Au départ, c’est une simple opportunité que l’on saisit. Stavros refuse avec humilité de la renommer "stratégie". En 1979, naviguer n’est alors que le loisir de la famille, la mer le terrain de jeu des week-ends et des vacances. Mais quand on leur propose une bonne affaire, un Sun Fizz tout neuf en mal de financement, ils se mettent en tête de le mettre en location. Pourquoi ? Parce que c’est le premier monocoque à proposer deux cabines doubles arrière. Une innovation de Jeanneau face aux concurrents anglais qui avaient encore, à l’époque, la faveur des propriétaires. Mais surtout, malgré un rapport prix/prestation en hausse, tout le monde n’a pas les moyens, ou le temps, d’être propriétaire. Il y a là l’intuition d’un possible "business". Et puis, si ça ne marche pas : "On le louera aux pêcheurs !" s’esclaffe Fanis. Après, c’est comme le vélo : "Si tu t’arrêtes, tu tombes !" Alors, trois ans plus tard, ce sont pas moins de douze unités (Sun Fizz et Gin Fizz) qui composent déjà la "flotte" Kiriacoulis. Il n’y a pas vraiment de stratégie derrière ce développement rapide. Juste la bonne vision "business" sur un marché qui ne demande alors qu’à croître. Comme une adaptation à la plaisance du savoir-faire des armateurs grecs qui dominent depuis longtemps déjà le monde de la flotte marchande. Depuis leur premier salon, à Hambourg en 1982, ce sont pas moins de 3 000 bateaux qui ont arboré le blason au spi rouge ! Des Jeanneau d’abord, dans la continuité du Sun Fizz originel bien sûr, puis des Gib Sea, des Bavaria (plus de 1 000 !), avant d’abandonner toute exclusivité en 2008. Pragmatiques, ils ne sont présents qu’en Méditerranée et aux Antilles : des marchés proches, accessibles par des vols bon marché et où la revente des bateaux sera plutôt aisée. Attentifs, ils intègrent leur premier catamaran, un Fidji, se souvient Stavros, en 1999, décelant le souhait des clients pour plus de confort. Aujourd’hui, les multicoques représentent 15 % de la flotte, mais cette part, de leur propre aveu, est inévitablement amenée à croître.

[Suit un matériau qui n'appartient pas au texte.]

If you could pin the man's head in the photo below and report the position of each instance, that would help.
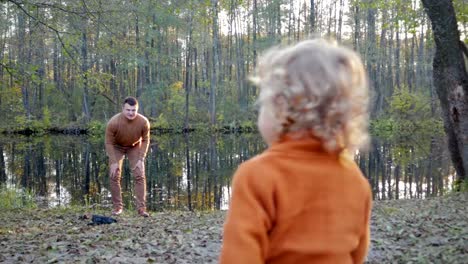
(130, 107)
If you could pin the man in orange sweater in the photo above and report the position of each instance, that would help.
(128, 133)
(304, 200)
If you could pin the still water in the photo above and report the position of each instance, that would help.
(188, 171)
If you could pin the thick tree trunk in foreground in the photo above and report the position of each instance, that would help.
(451, 80)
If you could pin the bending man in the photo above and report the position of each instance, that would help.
(128, 133)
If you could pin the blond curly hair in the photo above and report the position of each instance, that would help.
(316, 87)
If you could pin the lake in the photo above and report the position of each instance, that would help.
(190, 171)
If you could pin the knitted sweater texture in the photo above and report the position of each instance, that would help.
(296, 203)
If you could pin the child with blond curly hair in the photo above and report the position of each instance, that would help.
(304, 200)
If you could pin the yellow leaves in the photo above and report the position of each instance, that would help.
(177, 87)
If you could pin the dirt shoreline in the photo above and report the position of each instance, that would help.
(403, 231)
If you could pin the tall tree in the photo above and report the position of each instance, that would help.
(451, 80)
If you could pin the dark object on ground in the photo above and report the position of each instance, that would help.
(99, 220)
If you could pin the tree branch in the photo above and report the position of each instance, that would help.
(56, 31)
(464, 48)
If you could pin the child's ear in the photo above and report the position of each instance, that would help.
(280, 102)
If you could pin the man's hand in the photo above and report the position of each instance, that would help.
(114, 170)
(140, 166)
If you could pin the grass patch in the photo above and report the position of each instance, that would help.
(15, 199)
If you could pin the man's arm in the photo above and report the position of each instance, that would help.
(145, 139)
(110, 141)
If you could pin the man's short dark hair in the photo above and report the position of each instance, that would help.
(130, 100)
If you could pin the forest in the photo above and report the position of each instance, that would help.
(69, 63)
(66, 65)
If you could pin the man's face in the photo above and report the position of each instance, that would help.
(130, 112)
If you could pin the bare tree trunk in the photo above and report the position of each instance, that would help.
(84, 67)
(214, 62)
(451, 80)
(312, 17)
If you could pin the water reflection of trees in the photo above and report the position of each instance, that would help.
(193, 171)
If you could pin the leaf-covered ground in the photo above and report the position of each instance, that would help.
(403, 231)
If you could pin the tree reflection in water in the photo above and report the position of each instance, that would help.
(192, 171)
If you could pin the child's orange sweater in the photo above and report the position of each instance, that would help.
(296, 203)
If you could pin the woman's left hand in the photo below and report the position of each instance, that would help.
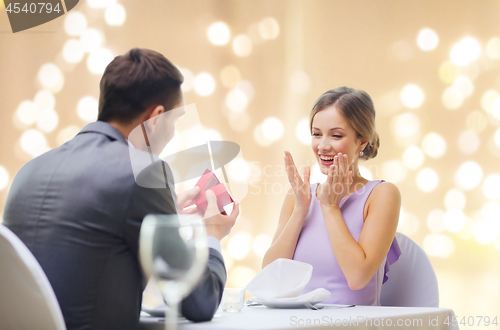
(338, 182)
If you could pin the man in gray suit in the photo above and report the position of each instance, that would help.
(79, 209)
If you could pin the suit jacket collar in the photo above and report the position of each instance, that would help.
(104, 128)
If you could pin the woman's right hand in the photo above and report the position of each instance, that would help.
(301, 188)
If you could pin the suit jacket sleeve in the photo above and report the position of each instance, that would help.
(204, 300)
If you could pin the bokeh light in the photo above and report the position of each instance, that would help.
(413, 157)
(273, 129)
(4, 178)
(87, 109)
(468, 142)
(412, 96)
(493, 48)
(72, 51)
(269, 28)
(434, 145)
(218, 33)
(427, 39)
(465, 51)
(468, 175)
(302, 131)
(491, 187)
(242, 45)
(75, 23)
(115, 15)
(98, 60)
(427, 179)
(204, 84)
(236, 100)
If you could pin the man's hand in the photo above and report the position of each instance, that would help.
(219, 225)
(185, 199)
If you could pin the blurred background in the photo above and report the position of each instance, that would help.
(255, 68)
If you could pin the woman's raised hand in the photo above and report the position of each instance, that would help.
(338, 182)
(301, 188)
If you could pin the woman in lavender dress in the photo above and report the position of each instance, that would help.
(344, 227)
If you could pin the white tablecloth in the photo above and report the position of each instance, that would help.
(359, 317)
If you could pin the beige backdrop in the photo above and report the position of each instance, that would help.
(437, 101)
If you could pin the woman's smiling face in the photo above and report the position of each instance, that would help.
(333, 134)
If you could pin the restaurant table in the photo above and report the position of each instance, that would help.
(358, 317)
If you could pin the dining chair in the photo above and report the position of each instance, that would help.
(27, 300)
(412, 281)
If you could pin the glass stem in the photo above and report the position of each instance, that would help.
(172, 298)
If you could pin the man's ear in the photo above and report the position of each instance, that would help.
(153, 116)
(364, 142)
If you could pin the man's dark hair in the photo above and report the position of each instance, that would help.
(136, 81)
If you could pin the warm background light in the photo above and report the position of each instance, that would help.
(255, 68)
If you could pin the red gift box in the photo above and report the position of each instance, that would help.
(209, 181)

Quand on évoque la fameuse "crise grecque", Stavros, le réservé, se marre. On ne saura pas si c’est par pudeur ou par ironie. Le meltem ne soufflerait en tempête que sur les marchés financiers. La réalité est bien moins grave, selon , que ne le laissent entendre médias et politiques. Peut-être parce que sa société n’est pas du tout impactée. Ses clients, propriétaires ou locataires, ne sont pas grecs. Ou marginalement. Alors, en 2015, les affaires continuent de progresser. Lentement, mais sûrement. La saison estivale a été bonne. Elle aurait juste pu être meilleure. Sans doute sans les problèmes… turcs ! Mais les Kiriacoulis sont des hommes d’affaires et ils ne regardent pas en arrière. Le passé ne les intéresse pas. Seul le futur compte. Et la politique n’a que peu de prise sur eux. Un exemple ? Ils ont été les premiers à louer des bateaux battant pavillon grec dans les eaux de l’ennemi héréditaire turc. C’était en 1996. A l’américaine : business first !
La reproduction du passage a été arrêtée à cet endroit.